Lidia Di Eleonora è la titolare del centro “Capelli e Arte Zen” di Pescara ma anche una appassionata artista pittrice e adesso scrittirice del suo primo libro “Sono guarita dal cancro”. Un libro ispirato dalla fede e dalla passione per aiutare il prossimo
Lidia, lei per lavoro cura la bellezza estetica dei clienti. Cosa l’ha spinta a scrivere un libro tanto speciale, che tratta invece della bellezza interiore?
Il lavoro mi ha dato la possibilità di conoscere molte donne: si tratta di un percorso di vita che mi ha dato la possibilità di entrare in confidenza con loro, con i loro problemi e – purtroppo – anche i loro disagi. Nel mio studio ho sempre cercato di fare del bene aiutando quelle persone che purtroppo avevano incontrato il cancro sulla loro strada. Ho trattato queste donne come fossero sorelle, soprattutto in momenti difficili come la caduta dei capelli: in questi casi, molte di loro scelgono di indossare una parrucca.
Per una donna in particolare, non dev’essere certo facile accettare la caduta dei capelli.
La perdita dei capelli è un momento veramente molto particolare e difficile per una donna, e così siccome mi sono trovata ad avere questa malattia anche nella mia propria famiglia con mia madre, ne ho capito ancor meglio il disagio e quindi ho cercato di fare qualcosa di positivo. Un piccolo aiuto fra donne che attraversano un momento così difficile.
Un piccolo grande aiuto!
Si.
L’Abruzzo è la sua terra ed è logico che lei sia fiera di questo, ma lei tende a sottolineare questo in modo particolare. Perchè?
In questo libro racconto la storia di Maria, una donna abruzzese di quarant’anni che scopre di avere un tumore al seno. Una storia comune a tante donne: ho usato il nome “Maria” perché è il nome della Madonna, la madre per eccellenza, e quindi rappresenta l’intero universo femminile. Molte di queste donne sono state curate e guarite negli ospedali abruzzesi, principalmente in quello di Ortona dal professor Ettore Cianchetti. Qui in Abruzzo abbiamo dei veri fiori all’occhiello, sia qui a Pescara che a Chieti (per la chemioterapia) che a Ortona. Insomma ho voluto omaggiare questi angeli del nostro territorio, che salvano ogni giorno tante persone.
Il suo scopo è quindi quello di aiutare, con questo libro, le persone malate.

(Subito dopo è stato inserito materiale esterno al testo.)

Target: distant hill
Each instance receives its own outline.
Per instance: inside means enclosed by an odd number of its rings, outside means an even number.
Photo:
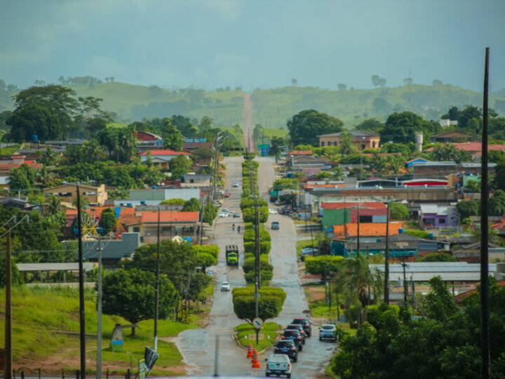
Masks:
[[[190,118],[209,116],[215,124],[244,126],[243,92],[206,92],[197,88],[177,90],[157,86],[144,86],[119,82],[72,86],[79,96],[104,99],[102,108],[118,114],[118,121],[128,124],[142,117],[166,117],[182,114]],[[8,97],[4,96],[4,107]],[[490,96],[494,107],[503,102],[505,93]],[[298,112],[314,109],[342,119],[347,128],[365,119],[384,120],[393,112],[410,110],[428,119],[438,119],[450,107],[482,105],[482,94],[450,85],[412,84],[396,88],[368,90],[330,91],[314,87],[257,88],[251,95],[254,109],[252,124],[285,129],[286,121]],[[505,114],[505,102],[495,110]]]

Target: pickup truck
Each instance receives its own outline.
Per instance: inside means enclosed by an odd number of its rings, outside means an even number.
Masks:
[[[286,378],[291,378],[291,361],[283,354],[271,354],[267,361],[265,375],[285,375]]]
[[[238,246],[236,245],[227,245],[224,248],[227,265],[229,266],[238,265]]]

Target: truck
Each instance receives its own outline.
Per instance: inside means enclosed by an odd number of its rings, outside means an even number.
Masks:
[[[227,245],[226,252],[227,265],[229,266],[238,265],[238,246],[236,245]]]
[[[287,355],[271,354],[265,361],[267,361],[265,376],[285,375],[286,378],[291,378],[291,361]]]

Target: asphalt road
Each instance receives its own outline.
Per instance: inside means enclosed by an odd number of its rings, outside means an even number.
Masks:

Si, perchè è un libro che parla di una guarigione, una guarigione che avviene con l’aiuto delle cure mediche e tutti i passi che la ricerca ha fatto, simbolicamente parlando “ la metà del cerchio”, e l’altra metà è la fede!

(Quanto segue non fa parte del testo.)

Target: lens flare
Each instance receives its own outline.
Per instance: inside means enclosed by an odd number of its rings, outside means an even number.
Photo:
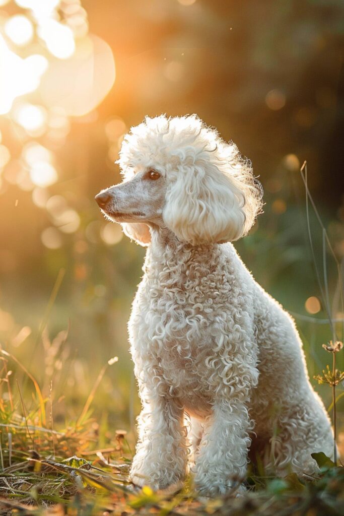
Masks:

La fede ed un evento spirituale molto forte, vero, e molto intenso che Maria vive in un ospedale di Ortona. Questi sono i due elementi molto importanti, la ricerca e la fede,.
I medici hanno bisogno di noi pazienti ed hanno bisogno della forza del malato e quindi solo in questo modo possiamo uscirne vittoriosi. Questo è spiegato molto bene nel libro.

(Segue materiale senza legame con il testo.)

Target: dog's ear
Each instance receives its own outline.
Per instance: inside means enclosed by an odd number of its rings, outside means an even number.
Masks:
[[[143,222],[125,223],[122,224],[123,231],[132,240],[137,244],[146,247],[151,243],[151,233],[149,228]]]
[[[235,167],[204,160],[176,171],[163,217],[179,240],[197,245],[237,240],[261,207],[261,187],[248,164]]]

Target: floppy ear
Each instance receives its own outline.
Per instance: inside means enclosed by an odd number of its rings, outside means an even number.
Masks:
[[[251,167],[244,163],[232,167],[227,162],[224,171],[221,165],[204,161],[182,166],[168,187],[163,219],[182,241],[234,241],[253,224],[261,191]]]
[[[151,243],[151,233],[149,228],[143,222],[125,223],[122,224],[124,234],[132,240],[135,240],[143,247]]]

Quindi questa è la chiave, la combinazione tra la medicina e la fede che è poi una delle medicine più potenti.
Esattamente.
Dunque per concludere questa intervista con una donna così speciale, se lei potesse descrivere questo suo libro con una frase, quale utilizerebbe?
Un libro di aiuto e gioia, speranza un libro che si concentra sulla guarigione e non sulla malattia.